De façon plus succinte, dans son « Dictionnaire des Antiquités » édité Larousse, Jean Bedel établit sur deux pages un tableau précieux qui permet d’un seul coup d’œil de saisir ce qui fait l’originalité d’un meuble. Prenons l’exemple de la Provence. La région s’étend sur les départements des Hautes-Alpes, des Alpes-de-Haute-Provence, des Alpes-Maritimes, du Var, du Vaucluse et de Bouches-du-Rhône. Là, Jean Bedel retient des meubles variés, gais, exubérants, au style fleuri, aux sculptures fines et serrées. Armoires et commodes, buffets à glissant, hautes encoignures, petits meubles suspendus sont en noyer, olivier, mûrier, poirier ou cerisier. On reconnaît les formes très galbées, les moulures en colimaçon, les sculptures : coquilles, roses, olivier, vigne, blé, guirlandes enroulées,soupière en pied d’escargot… On décèle des influences italiennes, savoyardes, et l’effet des styles Louis XV et Louis XVI. Il en est ainsi dans toutes les provinces, l’air du temps perce toujours sous le ciseau du sculpteur, dans la silhouette et l’organisation des meubles. Mais ce n’est pas une spécialité régionale. C’est une constante de l’ébénisterie et de l’art.
ENCADRE
La dynastie grenobloise des Hache
Voilà bien une dynastie régionale d’ébénistes, celle des Hache, qui a su rivaliser avec les plus grands noms du Faubourg Saint-Antoine à Paris. Installée à Grenoble depuis le début du XVIII ème siècle, la famille de Noël Hache, originaire de Calais, puis ses descendants, Thomas (breveté en 1721 par le duc d’Orléans), Pierre, Jean-François (1730-1796, le plus célèbre), et Christophe-André, ont su imposer, sur plusieurs siècles, un métier qui a marqué l’histoire. Avec leurs secrétaires, commodes, bureaux à cylindre…associant marqueterie et placages de bois sombres et clairs, naturels ou teintés, ronce, loupe, essences rares et locales…ils ont traduit dans leur langage les styles Louis XIV, Louis XV et Louis XVI. Un catalogue raisonné est établi par Pierre Rouge.

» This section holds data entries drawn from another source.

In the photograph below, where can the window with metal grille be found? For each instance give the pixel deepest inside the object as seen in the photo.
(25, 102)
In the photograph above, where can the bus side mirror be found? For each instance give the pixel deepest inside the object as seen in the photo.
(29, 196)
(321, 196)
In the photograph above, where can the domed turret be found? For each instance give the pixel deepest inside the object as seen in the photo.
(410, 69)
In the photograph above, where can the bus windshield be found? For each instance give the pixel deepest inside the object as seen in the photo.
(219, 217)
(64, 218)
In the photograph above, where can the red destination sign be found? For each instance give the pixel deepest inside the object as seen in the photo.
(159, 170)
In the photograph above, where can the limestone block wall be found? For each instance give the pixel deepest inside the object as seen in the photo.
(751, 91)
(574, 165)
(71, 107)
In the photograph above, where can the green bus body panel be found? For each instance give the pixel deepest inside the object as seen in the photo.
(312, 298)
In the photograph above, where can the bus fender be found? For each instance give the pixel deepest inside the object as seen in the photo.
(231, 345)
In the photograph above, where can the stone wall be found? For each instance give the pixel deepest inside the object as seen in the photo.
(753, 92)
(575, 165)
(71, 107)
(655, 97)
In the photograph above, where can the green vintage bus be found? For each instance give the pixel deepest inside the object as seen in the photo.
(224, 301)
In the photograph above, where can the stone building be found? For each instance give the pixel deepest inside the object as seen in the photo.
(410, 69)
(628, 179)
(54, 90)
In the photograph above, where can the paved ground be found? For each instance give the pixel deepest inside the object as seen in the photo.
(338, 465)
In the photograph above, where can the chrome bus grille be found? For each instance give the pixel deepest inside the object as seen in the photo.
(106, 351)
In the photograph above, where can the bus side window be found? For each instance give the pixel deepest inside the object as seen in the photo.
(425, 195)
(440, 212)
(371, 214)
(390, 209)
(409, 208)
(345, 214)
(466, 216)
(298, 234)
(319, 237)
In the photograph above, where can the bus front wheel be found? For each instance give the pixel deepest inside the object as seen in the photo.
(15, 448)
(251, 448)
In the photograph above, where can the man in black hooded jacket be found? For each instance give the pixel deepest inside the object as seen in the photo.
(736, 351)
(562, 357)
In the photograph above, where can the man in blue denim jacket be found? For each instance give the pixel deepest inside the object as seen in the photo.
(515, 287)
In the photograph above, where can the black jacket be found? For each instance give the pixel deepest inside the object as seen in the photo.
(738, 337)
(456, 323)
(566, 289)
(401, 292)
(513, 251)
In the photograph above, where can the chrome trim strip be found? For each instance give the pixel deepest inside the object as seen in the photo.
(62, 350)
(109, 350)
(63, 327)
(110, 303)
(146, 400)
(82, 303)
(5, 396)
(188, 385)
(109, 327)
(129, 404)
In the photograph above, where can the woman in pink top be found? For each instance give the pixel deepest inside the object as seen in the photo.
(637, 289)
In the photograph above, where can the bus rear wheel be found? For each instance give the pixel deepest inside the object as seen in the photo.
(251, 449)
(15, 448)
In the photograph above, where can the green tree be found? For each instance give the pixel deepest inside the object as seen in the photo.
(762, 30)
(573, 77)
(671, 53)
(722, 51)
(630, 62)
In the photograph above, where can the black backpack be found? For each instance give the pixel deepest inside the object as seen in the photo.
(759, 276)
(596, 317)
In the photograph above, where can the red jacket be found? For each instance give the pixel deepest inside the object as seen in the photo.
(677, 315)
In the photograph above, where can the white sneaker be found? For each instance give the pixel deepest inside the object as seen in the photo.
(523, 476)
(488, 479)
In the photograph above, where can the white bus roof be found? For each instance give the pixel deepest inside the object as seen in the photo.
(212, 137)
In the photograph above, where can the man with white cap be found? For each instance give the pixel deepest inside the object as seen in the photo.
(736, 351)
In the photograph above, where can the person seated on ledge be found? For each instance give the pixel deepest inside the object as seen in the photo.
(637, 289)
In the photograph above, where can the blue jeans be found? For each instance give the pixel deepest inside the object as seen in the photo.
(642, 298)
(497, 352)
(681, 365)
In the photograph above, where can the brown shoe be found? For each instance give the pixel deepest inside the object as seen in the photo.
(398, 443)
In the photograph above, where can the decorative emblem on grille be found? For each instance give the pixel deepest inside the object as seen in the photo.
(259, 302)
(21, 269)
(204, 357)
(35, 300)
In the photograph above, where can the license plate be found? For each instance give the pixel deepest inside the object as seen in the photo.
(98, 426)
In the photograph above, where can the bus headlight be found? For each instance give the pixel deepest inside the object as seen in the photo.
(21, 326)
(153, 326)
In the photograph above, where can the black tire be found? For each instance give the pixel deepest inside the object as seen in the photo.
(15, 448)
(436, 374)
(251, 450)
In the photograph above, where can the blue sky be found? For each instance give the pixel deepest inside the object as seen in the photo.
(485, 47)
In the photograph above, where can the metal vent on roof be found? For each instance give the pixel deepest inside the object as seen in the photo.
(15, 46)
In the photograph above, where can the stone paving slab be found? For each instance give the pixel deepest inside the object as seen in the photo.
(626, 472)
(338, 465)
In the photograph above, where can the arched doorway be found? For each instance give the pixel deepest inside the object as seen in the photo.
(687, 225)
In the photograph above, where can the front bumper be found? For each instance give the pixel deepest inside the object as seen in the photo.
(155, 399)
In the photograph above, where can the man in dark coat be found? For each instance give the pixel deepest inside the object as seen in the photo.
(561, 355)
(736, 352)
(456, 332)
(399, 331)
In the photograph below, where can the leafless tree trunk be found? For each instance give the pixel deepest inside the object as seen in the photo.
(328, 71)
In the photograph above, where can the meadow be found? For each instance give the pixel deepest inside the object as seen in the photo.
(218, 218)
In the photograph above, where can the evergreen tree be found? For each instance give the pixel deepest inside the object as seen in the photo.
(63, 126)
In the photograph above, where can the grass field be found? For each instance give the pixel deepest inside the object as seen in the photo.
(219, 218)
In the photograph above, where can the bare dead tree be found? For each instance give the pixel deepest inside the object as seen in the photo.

Lors de sa vente du 28 avril 2004 à Drouot-Richelieu à Paris, Marc-Arthur Kohn a rendu une sorte d’hommage à cette lignée en proposant plusieurs de leurs mobiliers. Voici un grand bureau à cylindre de Jean-François Hache en bois de placage marqueté. Le cylindre est surmonté d’une rangée de trois tiroirs fins et ouvre sur de multiples casiers et tiroirs. Le meuble est décoré d’un jeu de figures géométriques, cercles, ovales, cubes et réserves de ronces. D’époque Louis XV-Louis XVI, transition, il était estimé de 90 à 120 000 euros.. Une belle commode à deux tiroirs, en noyer, comporte une façade galbée et décorée de motifs de quadrillage en placage de loupe et feuilles en bois teinté. Le plateau de marbre mouluré est veiné rose. Une étiquette de Hache est présente. Elle était estimée de 100 à 120 000 euros.Un petit bureau de pente en marqueterie toutes faces en bois de houx sur fond de loupe d’orme, noyer et sycomore présente un abattant à décor de branchage fleuri composé de bois divers. Sous l’abattant se trouvent deux tiroirs et un secret. Le bureau est estampillé Hache et Fils, Grenoble. Il était estimé de 90 à 120 000 euros. Le niveau très élevé des prix de réserve n’a pas permis la vente au marteau. En revanche le 26 mars Marc-Arthur Kohn avait adjugé 46 000 euros une commode estampillée de Pierre Hache, avec façade en arbalète, deux tiroirs, d’époque Régence.